20080309

Presente para gregos de todas as idades

(Terceira de quatro matérias escritas em 2005 para o Visit Florida. Versão do autor.)

Nos mastros e postes, tremulam bandeiras com listras azuis e brancas, a cruz nos mesmos tons marcando o canto superior direito. As ruas têm nomes como Athens e Dodecanese. Em vez de hambúrguer, gyro. Já estava quase acreditando que havia chegado em alguma vila perdida no Mediterrâneo quando avistei o cartaz improvisado escrito com pincel atômico, a mesa meio torta, a jarra suando. Duas menininhas vendiam limonada na esquina de casa em prol das vítimas do Katrina [fazia uma semana que o furacão havia devastado o Sul dos Estados Unidos].

Apesar da cena tipicamente norte-americana – só faltava as comerciantes mirins aceitarem cartão de crédito –, Tarpon Springs foi adotada como lar por uma expressiva colônia grega. Eu passeava pelas Sponge Docks, onde a herança helênica se faz mais presente nesta cidadezinha litorânea a menos de 15 milhas de Tampa. Sobrenomes como Cocoris, Sovlakis e Konstantinopoulos começaram a desembarcar na vila a partir de 1905 para viver da captura de esponja. Hoje, a cidade intitula-se a “capital mundial” do, digamos, produto. Centenas, milhares delas, intactas ou moldadas conforme a criatividade do artesão, enfeitam as lojas de lembranças, ao lado de conchas em formatos que desafiam a lógica.

Nos restaurantes, a culinária imigrante reina absoluta, mesmo na categoria refeição rápida. Há até uma lanchonete que promove sua especialidade (no Brasil, o popular “churrasco grego”) como “a resposta grega para o McDonald’s”. As estratégias de marketing variam, mas são sempre incisivas. Da porta de um restaurante, um garoto berra no ouvido dos transeuntes: “É minha própria mãe que faz a comida, se não gostar pode reclamar com ela”. Prometi que experimentaria o tempero da senhora na volta. Primeiro, eu iria me molhar.

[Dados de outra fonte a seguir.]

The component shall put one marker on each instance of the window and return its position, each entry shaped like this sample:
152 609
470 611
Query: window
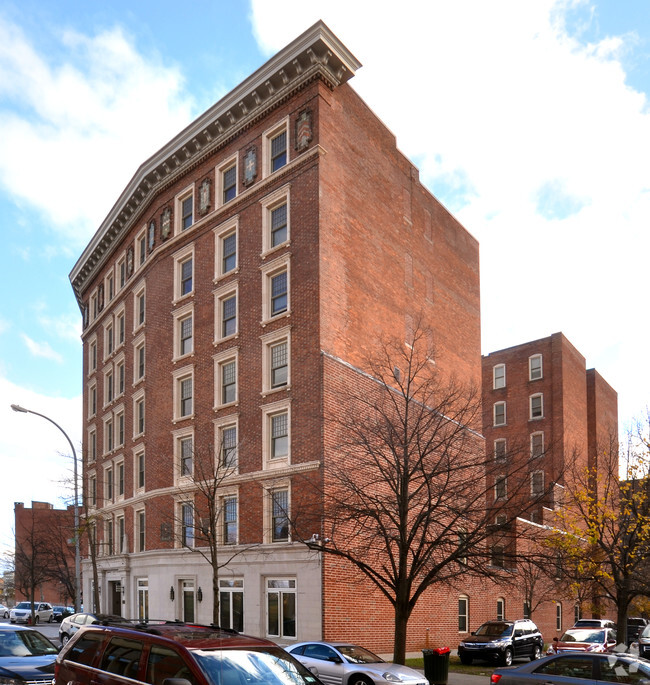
281 607
183 392
535 367
140 530
229 513
226 248
139 470
231 603
186 453
537 444
187 524
463 614
501 609
227 180
536 406
499 376
499 414
500 449
279 515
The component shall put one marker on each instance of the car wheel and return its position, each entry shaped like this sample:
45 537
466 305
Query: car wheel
358 679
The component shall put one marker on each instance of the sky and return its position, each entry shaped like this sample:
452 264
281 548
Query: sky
529 121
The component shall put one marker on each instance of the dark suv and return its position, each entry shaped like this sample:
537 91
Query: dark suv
502 641
175 653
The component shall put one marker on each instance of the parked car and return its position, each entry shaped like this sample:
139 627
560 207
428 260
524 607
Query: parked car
26 656
584 640
61 612
503 641
342 663
635 627
152 653
576 669
594 623
71 624
22 613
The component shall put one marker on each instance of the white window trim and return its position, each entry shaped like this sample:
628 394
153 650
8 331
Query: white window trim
268 411
268 272
178 209
227 164
180 258
219 425
530 406
180 315
494 376
220 232
280 484
178 376
268 341
220 296
267 136
225 357
269 203
494 414
530 367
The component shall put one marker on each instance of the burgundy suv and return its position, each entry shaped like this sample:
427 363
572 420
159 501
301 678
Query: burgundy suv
175 654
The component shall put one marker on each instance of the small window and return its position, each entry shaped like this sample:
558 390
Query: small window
499 413
536 406
499 376
535 367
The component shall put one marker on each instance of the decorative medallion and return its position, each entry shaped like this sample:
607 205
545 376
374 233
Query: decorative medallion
152 235
129 261
166 223
250 166
303 129
204 196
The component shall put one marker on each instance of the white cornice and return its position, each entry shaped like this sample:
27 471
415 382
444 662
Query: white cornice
316 53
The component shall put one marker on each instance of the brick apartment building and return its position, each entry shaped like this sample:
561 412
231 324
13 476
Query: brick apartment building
242 278
41 532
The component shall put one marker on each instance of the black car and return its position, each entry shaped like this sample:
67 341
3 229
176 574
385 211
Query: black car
25 655
503 641
576 668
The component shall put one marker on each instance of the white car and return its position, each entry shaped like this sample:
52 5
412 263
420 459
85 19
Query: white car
22 613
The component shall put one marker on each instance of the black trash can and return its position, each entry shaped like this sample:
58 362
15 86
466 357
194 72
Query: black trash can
436 665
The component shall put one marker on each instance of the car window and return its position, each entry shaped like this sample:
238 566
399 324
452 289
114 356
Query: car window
83 650
616 670
122 657
166 663
317 651
568 666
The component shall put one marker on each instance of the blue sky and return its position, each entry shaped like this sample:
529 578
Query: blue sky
529 120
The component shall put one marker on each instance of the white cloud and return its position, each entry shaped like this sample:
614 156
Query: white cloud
90 120
536 142
35 452
42 349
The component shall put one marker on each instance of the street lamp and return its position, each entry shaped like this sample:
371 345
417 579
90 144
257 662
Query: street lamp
77 554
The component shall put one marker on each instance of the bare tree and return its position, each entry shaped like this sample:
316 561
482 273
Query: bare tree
410 500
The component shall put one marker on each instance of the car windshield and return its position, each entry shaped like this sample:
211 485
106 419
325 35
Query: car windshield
25 643
267 666
495 630
586 635
358 655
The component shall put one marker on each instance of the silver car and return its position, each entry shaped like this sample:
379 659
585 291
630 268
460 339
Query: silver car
22 613
342 663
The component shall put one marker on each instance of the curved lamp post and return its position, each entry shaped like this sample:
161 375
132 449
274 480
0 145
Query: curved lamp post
77 555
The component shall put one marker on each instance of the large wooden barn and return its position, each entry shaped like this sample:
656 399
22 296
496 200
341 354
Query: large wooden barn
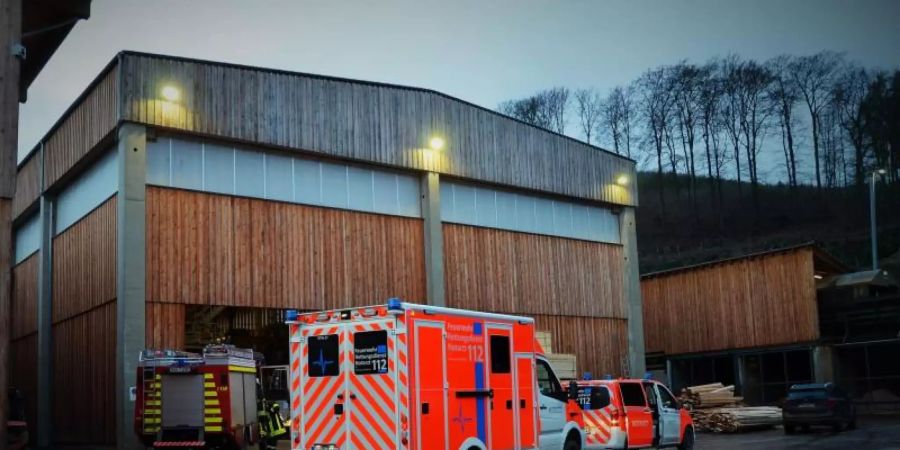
178 201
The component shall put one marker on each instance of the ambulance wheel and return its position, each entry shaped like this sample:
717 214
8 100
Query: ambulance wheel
688 442
572 442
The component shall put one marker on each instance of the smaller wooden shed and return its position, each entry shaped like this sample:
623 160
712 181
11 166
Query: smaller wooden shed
752 318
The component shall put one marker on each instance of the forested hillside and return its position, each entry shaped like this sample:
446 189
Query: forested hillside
738 155
695 231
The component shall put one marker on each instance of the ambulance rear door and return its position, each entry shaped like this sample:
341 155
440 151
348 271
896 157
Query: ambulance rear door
372 385
349 394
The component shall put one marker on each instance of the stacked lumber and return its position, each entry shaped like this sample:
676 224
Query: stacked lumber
714 395
715 408
736 419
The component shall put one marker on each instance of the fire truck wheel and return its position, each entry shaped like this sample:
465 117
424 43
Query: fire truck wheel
572 442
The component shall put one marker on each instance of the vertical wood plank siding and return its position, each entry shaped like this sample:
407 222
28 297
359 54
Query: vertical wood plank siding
28 185
165 325
23 304
84 359
84 263
89 122
23 374
221 250
759 301
600 344
364 121
496 270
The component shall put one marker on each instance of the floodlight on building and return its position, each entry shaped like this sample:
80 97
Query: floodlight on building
171 93
437 143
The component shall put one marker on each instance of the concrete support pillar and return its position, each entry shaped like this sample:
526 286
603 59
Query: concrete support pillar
130 285
823 363
45 325
10 65
434 239
632 285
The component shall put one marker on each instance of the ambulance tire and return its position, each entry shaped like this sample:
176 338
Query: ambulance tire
572 441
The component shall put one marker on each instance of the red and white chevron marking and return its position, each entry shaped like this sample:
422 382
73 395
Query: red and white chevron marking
598 425
161 444
295 385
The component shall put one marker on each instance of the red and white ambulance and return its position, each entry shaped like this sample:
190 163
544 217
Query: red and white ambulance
405 376
629 413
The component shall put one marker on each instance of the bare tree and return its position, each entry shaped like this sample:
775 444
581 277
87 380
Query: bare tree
729 110
588 105
687 80
784 96
849 93
708 101
616 117
546 109
814 76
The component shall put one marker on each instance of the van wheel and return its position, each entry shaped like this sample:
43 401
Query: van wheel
572 442
688 442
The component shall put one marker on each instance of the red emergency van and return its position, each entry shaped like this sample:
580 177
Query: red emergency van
629 413
406 376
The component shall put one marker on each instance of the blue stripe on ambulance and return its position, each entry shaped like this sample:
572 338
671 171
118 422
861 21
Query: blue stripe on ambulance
479 385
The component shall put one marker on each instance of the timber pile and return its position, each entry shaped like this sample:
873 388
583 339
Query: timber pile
715 408
713 395
736 419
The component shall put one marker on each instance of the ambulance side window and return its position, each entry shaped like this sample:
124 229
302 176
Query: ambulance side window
500 354
547 382
666 398
600 397
322 360
632 394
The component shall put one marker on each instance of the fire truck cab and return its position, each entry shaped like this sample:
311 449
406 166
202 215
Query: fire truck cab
405 376
191 400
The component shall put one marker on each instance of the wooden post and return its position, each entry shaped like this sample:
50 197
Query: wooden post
10 35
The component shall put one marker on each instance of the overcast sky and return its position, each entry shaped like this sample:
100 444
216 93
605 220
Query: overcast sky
483 51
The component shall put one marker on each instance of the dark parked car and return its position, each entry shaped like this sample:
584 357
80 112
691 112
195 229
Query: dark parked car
817 404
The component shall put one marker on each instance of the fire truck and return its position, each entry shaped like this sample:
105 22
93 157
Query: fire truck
406 376
191 400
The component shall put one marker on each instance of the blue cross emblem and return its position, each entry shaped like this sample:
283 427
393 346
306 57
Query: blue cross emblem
322 362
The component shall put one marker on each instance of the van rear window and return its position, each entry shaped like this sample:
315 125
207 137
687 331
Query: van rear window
632 394
808 394
322 360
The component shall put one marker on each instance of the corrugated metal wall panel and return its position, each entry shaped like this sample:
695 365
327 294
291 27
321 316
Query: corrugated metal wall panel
165 325
505 271
23 303
600 344
91 120
84 263
84 358
221 250
760 301
28 185
377 123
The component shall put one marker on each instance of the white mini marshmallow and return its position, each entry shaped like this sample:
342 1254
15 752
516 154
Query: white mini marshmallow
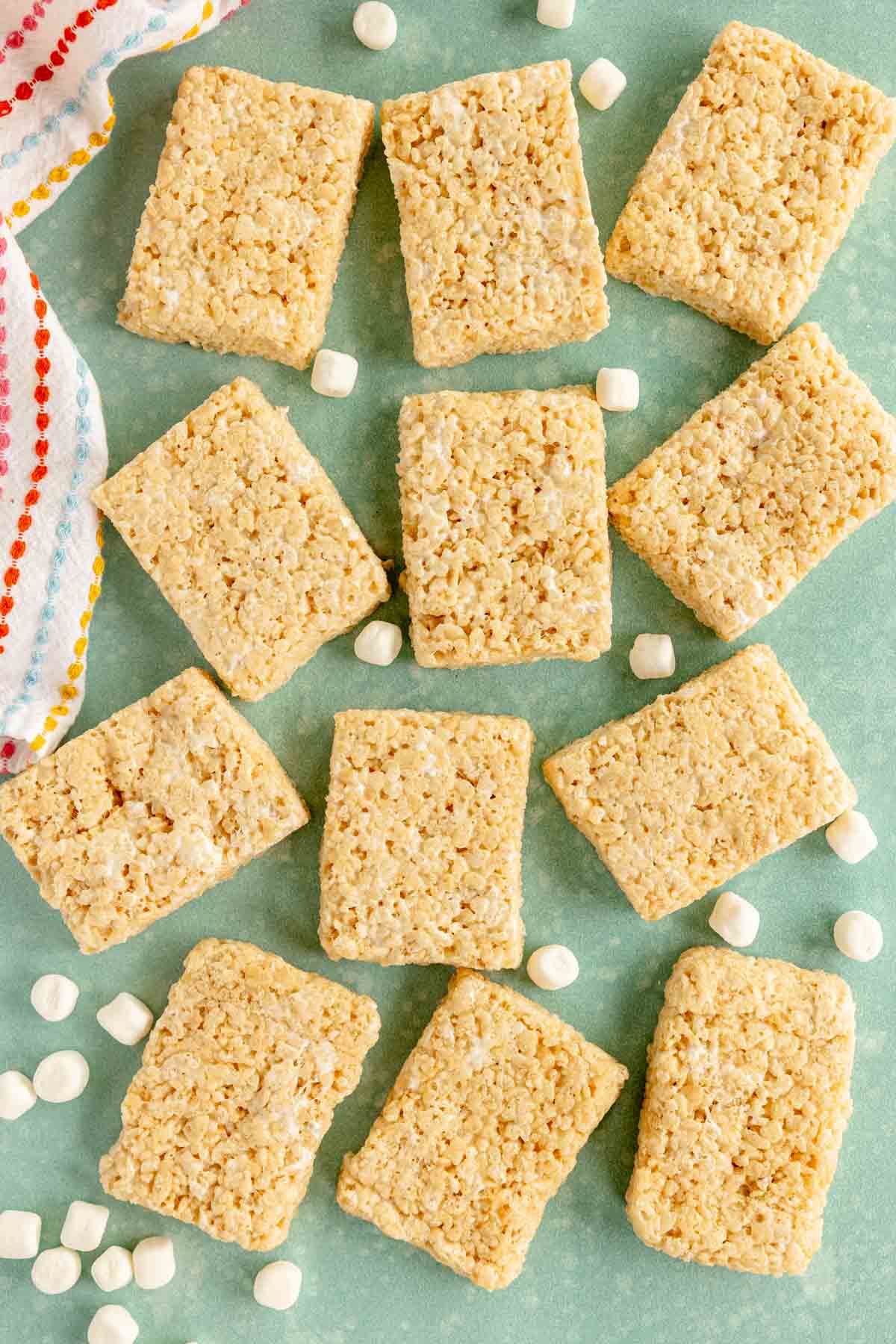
735 920
553 967
62 1075
155 1263
16 1095
859 936
113 1325
57 1270
113 1269
54 998
652 656
850 836
19 1234
127 1019
556 13
85 1226
602 84
375 25
618 389
279 1285
379 643
334 374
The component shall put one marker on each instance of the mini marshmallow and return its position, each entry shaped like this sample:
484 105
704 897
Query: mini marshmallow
113 1269
850 836
618 389
85 1226
556 13
553 967
113 1325
375 25
734 920
16 1095
602 84
54 998
379 643
57 1270
19 1234
62 1075
279 1285
859 936
334 374
153 1263
127 1019
652 656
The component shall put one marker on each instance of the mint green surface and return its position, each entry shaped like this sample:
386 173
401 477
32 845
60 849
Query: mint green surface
588 1277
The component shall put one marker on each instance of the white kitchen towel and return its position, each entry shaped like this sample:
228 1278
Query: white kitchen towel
55 114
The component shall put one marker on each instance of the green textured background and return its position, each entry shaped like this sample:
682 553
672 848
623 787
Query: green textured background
588 1278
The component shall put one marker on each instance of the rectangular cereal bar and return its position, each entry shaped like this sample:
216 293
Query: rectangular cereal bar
247 538
699 785
761 484
504 523
753 184
746 1107
421 858
148 811
501 252
238 1085
242 235
480 1130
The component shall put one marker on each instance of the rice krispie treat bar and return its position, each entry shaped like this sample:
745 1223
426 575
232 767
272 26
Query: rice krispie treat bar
753 184
501 252
421 858
761 484
504 522
247 538
696 786
147 811
242 235
238 1086
482 1127
746 1105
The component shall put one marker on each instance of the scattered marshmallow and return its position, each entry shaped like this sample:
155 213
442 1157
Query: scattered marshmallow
859 936
85 1226
652 656
127 1019
113 1325
113 1269
379 643
618 389
375 25
602 84
19 1234
57 1270
334 374
735 920
279 1285
556 13
850 836
153 1263
16 1095
54 998
62 1075
553 967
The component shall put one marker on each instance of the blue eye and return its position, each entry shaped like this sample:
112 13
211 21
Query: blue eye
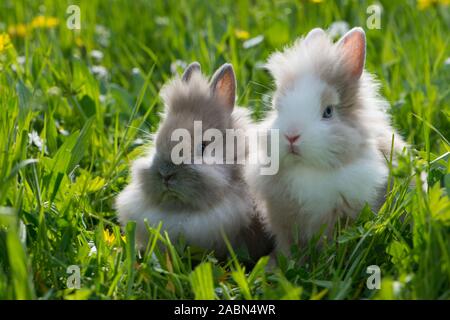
328 112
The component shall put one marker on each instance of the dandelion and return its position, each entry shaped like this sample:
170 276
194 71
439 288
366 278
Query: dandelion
97 55
93 248
54 91
109 237
44 22
424 4
135 71
253 42
100 72
103 35
162 21
79 42
35 139
5 42
21 60
241 34
18 30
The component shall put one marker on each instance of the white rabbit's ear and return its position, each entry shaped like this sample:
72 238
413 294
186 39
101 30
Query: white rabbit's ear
223 85
193 67
353 46
314 34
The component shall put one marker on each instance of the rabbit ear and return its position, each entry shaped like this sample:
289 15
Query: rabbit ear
314 34
353 46
193 67
223 85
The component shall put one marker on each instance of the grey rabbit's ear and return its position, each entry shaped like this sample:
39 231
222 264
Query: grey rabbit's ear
223 85
193 67
353 46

Deixei as docas em direção a Howard Park, um “T” avançando pelo Golfo do México com uma praia em cada lado da letra. Na haste vertical, jovens torravam no asfalto que vai até a beirinha (!). Na perpendicular, famílias faziam a festa. Na condição de animal doméstico, escolhi essa para me banhar. Prevenido pela placa na areia, entrei na água ensaiando o “passo da arraia”. É que, nos meses de verão, esses achatados bichinhos também resolvem desfrutar das praias do Golfo, aproximando-se da costa. Como se alojam no fundo do mar, é recomendável andar arrastando o pé para espantá-los e evitar eventuais ferroadas. Apesar da ameaça, só eu estava pagando esse mico.

Ostras com sabor de tradição e história
Bandeiras diferentes da star & stripes oficial também se destacam nos arred
ores de Apalachicola. Quem já assistiu ao ...E O Vento Levou vai reconhecer o estandarte vermelho, com um “x” azul cravejado de estrelas brancas dos Estados Confederados. A cidade delimita a área da Flórida conhecida por “The Big Bend” (A Grande Curva) em razão de seu litoral côncavo. Por acaso, foi depois de uma (outra) curva que registrei minha primeira impressão do lugar: um casarão do início do século passado, em excelente estado de conservação. Lembra um saloon do velho oeste, mas é um hotel – e dos mais charmosos, com suítes aconchegantes, decoradas com almofadas, colchas bordadas e móveis de época prontos para aninhar scarlet o’haras e rett butlers hesitantes e instigar o cleptomaníaco que repousa no âmago de cada um.

Abri mão (momentaneamente) da comodidade do Gibson Inn para percorrer as ruas do centro histórico. Tomei a US 98 – convertida na Market Street –, dobrei para a esquerda no cruzamento – depois de parar no, salvo engano, único semáforo da cidade - e... saí do perímetro urbano. O que eu procurava concentra-se no quadrilátero cercado pelas avenidas C e G, pela Water Street e pela 5th Street. Doze quadras que percorri em zigue-zague, sem destino certo. Fundada em 1831, a cidade mantém um punhado de residências projetadas no inconfundível estilo vitoriano.

À beira do rio, o fluxo intenso de barcos pesqueiros reflete a vocação econômica inata à cidade. O turismo pode correr junto da tradição e, inclusive, enriquecê-la; eliminá-la ou descaracterizá-la, jamais. Prova disso é a ausência total dos logos de redes de fast food ou de cadeias de hotéis ou de franquias de qualquer coisa, corriqueiros na paisagem norte-americana. Não aqui.

Um Burger King solitário brotou na saída da cidade, perto de um igualmente isolado hotel da Best Western. Ainda resiste um espírito de “Old Florida”, uma vibração que dispensa parques temáticos, condomínios fechados ou shopping centers para se manifestar e que identifica o prazer nas coisas simples da vida, como pescar e apreciar o pôr-do-sol. De preferência, saboreando o mais famoso produto local. Apalachicola é sinônimo de ostra suculenta, fornecendo 90% do molusco consumido na Flórida e 10% nos Estados Unidos. Para mim, uma dúzia foi pouco.